Ryde sex offender was spared jail after bank card oversight

·2-min read
The Isle of Wight Law Courts.
The Isle of Wight Law Courts.

A CONVICTED sex offender who flouted the terms of the Sex Offenders' Register he was placed on by failing to register a new bank card with the police, was spared imprisonment.

Billy Chilcott, of Green Street, Ryde, admitted failing to comply with the notification requirements of the Sex Offenders' Register, namely failing to register the new card within three days of its receipt, on June 13.
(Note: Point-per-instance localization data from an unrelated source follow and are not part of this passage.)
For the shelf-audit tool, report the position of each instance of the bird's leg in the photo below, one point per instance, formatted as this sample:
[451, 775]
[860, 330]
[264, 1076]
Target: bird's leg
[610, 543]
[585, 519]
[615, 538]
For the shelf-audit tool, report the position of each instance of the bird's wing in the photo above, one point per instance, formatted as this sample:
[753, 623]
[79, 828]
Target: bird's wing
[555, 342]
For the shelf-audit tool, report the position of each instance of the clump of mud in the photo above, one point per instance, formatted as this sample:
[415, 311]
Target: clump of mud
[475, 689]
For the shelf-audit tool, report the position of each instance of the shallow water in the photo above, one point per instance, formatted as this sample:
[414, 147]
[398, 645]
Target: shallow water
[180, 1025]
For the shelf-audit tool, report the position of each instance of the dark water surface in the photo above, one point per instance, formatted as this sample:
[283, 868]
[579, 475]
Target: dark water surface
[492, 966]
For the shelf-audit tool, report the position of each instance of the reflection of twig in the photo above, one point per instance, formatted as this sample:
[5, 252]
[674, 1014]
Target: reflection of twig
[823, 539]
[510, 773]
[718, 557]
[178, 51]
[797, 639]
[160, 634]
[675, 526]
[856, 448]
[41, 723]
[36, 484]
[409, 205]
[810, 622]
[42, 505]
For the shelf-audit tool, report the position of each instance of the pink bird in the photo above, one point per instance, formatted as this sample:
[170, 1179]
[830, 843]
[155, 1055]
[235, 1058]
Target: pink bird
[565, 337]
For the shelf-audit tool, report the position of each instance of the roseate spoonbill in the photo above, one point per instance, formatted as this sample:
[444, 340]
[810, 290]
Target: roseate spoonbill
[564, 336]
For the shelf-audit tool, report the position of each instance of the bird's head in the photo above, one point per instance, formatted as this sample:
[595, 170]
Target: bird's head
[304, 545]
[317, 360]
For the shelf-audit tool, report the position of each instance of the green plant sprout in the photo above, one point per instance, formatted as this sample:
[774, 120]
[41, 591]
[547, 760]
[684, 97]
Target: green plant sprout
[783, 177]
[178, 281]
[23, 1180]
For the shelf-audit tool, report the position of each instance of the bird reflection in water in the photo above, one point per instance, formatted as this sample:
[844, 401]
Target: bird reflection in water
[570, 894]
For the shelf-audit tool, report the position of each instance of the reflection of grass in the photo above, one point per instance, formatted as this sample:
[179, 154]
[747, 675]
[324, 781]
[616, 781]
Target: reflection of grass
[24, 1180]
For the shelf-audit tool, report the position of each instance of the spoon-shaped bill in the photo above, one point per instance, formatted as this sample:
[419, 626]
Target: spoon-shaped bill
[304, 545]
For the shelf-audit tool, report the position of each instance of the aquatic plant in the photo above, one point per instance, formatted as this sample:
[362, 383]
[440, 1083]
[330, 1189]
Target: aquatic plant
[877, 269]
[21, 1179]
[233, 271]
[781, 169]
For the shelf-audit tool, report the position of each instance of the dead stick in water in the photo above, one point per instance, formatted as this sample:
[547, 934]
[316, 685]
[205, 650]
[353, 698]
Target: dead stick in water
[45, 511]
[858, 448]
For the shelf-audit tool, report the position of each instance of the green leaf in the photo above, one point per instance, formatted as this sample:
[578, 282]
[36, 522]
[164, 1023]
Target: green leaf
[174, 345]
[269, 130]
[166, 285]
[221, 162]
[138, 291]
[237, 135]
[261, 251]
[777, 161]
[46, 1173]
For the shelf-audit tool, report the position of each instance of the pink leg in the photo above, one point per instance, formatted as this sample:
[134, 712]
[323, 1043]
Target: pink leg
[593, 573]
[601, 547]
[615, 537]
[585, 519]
In doing so, Chilcott breached the terms of a six-month jail term, suspended for 18 months, with probation supervision, imposed by Isle of Wight magistrates on March 18 for possessing cocaine and a bladed article, namely a pruning saw and a patio knife, in public.

It is not the first time he has broken the terms of the Sex Offenders' Register. Chilcott had already been fined £40 for a breach.

Chilcott was convicted of a sexual assault on a woman in March 2019 and was subsequently placed on the Sex Offenders' Register for seven years.

When attending Newport Police Station for officers to conduct an annual review with Chilcott, they discovered changes had been made to his bank details from his newly-issued bank card. This put Chilcott in breach for not declaring it to the police, explained Ann Smout, prosecuting, at the Isle of Wight Magistrates' Court on Tuesday.

The reason why the police need up-to-date bank details, is to keep tabs on sex offenders' purchase activity, so there are no illegal purchases of indecent images, said Mrs Smout.

For Chilcott, Oscar Vincent said there was no suggestion his client was purchasing indecent images with his new bank card or that he was "trying to evade his responsibilities".

When Chilcott lost his bank card, he requested a replacement from his bank and did not look at changes to his new card, Mr Vincent added.

"He was surprised and upset by the breach. It was a genuine mistake - an oversight," Mr Vincent told the bench.

Jobless Chilcott was given the benefit of the doubt by magistrates, who allowed the suspended sentence order to continue, but added five rehabilitation days on, with an order to pay a £50 fine and a £34 surcharge.